Besides a top-down approach, another option to developing an ontology without starting with a blank slate, is to reuse exiting data, information, or knowledge. A motivation to consider this are the results obtained by Simperl et al [SMB10]: they surveyed 148 ontology development projects, which showed that “domain analysis was shown to have the highest impact on the total effort” of ontology development, “tool support for this activity was very poor”, and the “participants shared the view that process guidelines tailored for [specialised domains or in projects relying on end-user contributions] are essential for the success of ontology engineering projects”. In other words: the knowledge acquisition bottleneck is still an issue. Methods and tools have been, and are being, developed to make it less hard to get the subject domain knowledge out of the experts and into the ontology, e.g., through natural language interfaces and diagrams, and to make it less taxing on the domain experts by reusing the ‘legacy’ material they already may have to manage their information and knowledge. It is the latter we are going to look at in this chapter: bottom-up ontology development to get the subject domain knowledge represented in the ontology. We approach it from the other end of the spectrum compared to what we have seen in Chapter 6, being starting from more or less reusable non-ontological sources and try to develop an ontology from that.

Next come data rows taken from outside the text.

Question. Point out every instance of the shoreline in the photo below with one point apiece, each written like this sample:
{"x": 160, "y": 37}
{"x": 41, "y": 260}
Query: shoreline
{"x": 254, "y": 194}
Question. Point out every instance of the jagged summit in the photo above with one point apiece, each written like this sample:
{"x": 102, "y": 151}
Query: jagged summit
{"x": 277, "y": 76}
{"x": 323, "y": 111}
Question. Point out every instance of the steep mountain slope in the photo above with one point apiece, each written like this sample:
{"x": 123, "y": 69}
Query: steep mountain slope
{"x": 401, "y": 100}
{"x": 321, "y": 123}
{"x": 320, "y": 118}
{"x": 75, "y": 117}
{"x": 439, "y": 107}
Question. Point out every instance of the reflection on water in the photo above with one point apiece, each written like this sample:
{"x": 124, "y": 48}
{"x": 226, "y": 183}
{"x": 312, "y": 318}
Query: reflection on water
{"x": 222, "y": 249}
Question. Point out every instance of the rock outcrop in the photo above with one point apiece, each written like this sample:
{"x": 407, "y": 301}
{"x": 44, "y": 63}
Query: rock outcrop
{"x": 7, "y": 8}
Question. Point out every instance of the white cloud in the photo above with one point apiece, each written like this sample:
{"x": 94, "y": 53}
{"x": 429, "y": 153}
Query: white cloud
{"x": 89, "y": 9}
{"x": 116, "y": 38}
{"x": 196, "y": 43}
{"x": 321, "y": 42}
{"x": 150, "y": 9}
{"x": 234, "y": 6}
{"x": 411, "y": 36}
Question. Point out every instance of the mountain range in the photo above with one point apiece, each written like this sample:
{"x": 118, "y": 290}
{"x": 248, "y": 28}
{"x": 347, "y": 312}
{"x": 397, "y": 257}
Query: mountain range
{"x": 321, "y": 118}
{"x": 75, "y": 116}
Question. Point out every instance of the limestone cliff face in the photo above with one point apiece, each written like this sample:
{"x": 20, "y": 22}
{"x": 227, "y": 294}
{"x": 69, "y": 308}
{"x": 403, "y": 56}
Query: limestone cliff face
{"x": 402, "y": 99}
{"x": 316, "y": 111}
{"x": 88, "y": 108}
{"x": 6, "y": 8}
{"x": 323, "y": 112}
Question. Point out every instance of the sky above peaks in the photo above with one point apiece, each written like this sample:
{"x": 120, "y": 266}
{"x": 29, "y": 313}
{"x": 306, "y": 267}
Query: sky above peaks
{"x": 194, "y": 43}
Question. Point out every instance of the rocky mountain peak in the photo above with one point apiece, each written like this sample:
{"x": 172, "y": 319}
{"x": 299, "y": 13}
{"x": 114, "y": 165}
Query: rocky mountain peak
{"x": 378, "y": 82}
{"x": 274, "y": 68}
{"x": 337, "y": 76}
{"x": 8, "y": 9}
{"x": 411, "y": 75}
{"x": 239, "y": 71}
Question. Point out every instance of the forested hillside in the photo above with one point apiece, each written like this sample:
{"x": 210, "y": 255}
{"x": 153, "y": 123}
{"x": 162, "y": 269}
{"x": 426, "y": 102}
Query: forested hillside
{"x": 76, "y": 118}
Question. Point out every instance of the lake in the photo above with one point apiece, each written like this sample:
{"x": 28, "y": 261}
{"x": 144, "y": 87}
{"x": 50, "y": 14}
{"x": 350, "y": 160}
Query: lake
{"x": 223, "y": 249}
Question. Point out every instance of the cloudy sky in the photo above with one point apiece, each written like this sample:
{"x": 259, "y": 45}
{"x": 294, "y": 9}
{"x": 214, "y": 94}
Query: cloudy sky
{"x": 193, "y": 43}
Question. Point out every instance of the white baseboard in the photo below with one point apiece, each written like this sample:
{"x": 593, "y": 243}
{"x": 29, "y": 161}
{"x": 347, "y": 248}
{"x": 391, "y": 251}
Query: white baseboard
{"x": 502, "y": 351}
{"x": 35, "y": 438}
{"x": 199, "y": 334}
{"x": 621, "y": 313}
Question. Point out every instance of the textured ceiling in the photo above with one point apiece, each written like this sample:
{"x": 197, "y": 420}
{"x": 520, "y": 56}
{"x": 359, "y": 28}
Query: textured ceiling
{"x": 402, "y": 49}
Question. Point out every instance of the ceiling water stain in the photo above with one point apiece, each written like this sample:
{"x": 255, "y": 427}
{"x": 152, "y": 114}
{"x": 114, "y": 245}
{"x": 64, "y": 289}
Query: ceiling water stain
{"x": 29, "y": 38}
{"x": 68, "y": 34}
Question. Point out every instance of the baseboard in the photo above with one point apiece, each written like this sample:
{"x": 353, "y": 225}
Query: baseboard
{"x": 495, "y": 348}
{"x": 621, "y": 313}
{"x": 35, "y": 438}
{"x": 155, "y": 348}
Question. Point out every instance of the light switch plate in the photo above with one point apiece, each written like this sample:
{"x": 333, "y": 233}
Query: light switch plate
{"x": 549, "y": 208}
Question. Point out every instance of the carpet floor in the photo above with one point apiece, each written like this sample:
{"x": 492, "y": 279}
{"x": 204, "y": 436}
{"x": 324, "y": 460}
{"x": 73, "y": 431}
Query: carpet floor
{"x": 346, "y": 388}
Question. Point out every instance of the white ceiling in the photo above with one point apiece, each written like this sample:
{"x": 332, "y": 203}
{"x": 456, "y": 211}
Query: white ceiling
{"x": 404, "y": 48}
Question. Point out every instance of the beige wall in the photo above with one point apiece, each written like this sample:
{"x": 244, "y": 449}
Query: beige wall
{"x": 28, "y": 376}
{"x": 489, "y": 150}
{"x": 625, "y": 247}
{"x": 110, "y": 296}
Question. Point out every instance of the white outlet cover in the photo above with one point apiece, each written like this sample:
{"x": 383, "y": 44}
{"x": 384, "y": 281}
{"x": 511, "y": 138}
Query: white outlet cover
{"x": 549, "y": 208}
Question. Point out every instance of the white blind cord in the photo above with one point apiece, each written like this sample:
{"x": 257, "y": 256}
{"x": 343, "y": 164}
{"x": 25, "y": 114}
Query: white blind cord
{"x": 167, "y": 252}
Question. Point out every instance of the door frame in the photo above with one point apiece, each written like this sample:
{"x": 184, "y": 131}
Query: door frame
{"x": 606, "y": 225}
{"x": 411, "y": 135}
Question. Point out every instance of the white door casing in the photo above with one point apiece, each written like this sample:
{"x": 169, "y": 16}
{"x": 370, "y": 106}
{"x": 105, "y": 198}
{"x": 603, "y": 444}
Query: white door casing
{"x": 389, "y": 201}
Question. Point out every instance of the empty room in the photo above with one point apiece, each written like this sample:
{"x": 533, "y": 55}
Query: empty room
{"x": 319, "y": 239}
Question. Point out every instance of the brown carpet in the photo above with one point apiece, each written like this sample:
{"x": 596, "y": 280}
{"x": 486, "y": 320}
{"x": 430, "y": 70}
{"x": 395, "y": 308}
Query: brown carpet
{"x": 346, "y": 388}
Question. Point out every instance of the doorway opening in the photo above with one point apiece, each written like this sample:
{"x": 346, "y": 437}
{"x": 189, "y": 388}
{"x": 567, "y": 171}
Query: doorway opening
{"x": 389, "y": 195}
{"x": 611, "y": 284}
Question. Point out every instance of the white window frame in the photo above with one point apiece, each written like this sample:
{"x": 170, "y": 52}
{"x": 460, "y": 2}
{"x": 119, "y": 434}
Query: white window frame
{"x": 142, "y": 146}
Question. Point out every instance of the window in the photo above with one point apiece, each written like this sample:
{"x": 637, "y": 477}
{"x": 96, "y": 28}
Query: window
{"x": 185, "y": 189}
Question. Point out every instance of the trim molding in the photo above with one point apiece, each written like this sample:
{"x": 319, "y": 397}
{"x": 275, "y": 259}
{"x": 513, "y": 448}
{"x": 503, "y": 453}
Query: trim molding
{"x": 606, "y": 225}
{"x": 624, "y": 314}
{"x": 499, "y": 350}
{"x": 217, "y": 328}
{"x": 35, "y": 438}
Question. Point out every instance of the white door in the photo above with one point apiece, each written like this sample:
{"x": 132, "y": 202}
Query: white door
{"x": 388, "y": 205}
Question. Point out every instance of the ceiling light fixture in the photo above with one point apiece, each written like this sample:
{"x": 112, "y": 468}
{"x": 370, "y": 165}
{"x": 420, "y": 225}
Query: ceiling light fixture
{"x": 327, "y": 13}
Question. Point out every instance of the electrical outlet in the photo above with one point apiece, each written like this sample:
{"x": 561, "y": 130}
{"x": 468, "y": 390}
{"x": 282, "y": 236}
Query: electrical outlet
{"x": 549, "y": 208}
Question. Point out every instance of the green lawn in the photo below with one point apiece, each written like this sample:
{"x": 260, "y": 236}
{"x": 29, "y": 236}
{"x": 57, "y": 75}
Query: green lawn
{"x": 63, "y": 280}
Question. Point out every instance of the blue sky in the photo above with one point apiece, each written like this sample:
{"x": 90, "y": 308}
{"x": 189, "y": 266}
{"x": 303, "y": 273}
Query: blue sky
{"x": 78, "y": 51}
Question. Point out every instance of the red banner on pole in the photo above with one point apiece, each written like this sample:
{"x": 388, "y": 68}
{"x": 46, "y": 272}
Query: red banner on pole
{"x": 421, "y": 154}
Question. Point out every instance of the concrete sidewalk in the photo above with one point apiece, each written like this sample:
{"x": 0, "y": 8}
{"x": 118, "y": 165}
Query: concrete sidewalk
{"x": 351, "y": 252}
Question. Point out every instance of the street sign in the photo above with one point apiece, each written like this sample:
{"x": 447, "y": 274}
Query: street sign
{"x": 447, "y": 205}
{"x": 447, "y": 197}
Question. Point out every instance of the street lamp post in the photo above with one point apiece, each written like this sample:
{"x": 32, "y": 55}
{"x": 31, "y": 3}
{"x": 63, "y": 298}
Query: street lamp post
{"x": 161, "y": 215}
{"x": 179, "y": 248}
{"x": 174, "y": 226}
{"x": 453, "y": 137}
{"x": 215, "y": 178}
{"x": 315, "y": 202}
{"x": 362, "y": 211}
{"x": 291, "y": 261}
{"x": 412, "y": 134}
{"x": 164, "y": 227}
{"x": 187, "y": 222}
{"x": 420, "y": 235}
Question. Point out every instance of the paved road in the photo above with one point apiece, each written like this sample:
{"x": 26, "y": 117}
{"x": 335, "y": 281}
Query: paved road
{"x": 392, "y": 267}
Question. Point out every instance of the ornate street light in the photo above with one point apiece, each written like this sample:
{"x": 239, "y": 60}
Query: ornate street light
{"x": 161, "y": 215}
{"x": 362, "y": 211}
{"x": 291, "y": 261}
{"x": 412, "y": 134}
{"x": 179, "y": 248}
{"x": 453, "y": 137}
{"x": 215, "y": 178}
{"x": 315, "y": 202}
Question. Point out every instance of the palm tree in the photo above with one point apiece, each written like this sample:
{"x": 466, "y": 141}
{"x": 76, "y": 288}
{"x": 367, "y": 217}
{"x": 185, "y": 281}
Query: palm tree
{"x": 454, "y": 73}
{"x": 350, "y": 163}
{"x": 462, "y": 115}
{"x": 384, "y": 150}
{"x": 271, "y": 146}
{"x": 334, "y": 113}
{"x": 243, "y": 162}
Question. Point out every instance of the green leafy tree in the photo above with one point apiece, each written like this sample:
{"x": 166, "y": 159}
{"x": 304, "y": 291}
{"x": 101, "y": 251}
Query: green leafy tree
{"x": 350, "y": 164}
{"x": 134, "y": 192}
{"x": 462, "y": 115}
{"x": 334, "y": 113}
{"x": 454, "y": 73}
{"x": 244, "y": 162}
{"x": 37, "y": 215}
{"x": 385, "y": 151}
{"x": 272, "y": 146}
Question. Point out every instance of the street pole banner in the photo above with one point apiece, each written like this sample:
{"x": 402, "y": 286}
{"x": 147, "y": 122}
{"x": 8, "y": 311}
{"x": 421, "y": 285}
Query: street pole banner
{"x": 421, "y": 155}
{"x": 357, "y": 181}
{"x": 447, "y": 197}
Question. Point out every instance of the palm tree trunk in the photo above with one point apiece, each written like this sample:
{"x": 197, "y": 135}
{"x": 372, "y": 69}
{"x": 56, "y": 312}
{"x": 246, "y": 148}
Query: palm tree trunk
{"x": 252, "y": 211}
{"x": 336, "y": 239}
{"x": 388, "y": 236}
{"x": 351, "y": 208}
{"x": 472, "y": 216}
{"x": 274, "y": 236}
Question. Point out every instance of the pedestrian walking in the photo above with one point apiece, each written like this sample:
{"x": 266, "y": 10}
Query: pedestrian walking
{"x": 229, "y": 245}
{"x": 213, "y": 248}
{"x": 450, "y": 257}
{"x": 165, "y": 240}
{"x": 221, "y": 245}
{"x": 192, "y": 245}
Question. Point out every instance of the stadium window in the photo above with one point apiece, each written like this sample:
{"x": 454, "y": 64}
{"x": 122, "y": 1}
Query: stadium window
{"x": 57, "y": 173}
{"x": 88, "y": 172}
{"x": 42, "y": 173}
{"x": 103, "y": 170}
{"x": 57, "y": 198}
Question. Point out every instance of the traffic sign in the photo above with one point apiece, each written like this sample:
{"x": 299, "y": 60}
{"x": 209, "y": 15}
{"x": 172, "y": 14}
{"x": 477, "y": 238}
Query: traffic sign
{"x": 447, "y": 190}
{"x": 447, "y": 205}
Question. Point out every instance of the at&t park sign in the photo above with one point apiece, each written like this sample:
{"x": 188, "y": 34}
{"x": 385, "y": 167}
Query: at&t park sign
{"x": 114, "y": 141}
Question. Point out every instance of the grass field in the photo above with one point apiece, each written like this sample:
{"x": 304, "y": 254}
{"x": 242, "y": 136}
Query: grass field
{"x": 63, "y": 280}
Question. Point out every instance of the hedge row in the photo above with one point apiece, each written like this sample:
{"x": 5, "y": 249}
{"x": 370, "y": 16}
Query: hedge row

Techniques to carry out bottom-up ontology development range from manual to (almost) fully automated. They differ according to their focus:
- Ontology learning to populate the TBox, where the strategies can be subdivided into:
– transforming information or knowledge represented in one logic language into an OWL species;
– transforming somewhat structured information into an OWL species;
– starting at the base.
- Ontology learning to populate the ABox.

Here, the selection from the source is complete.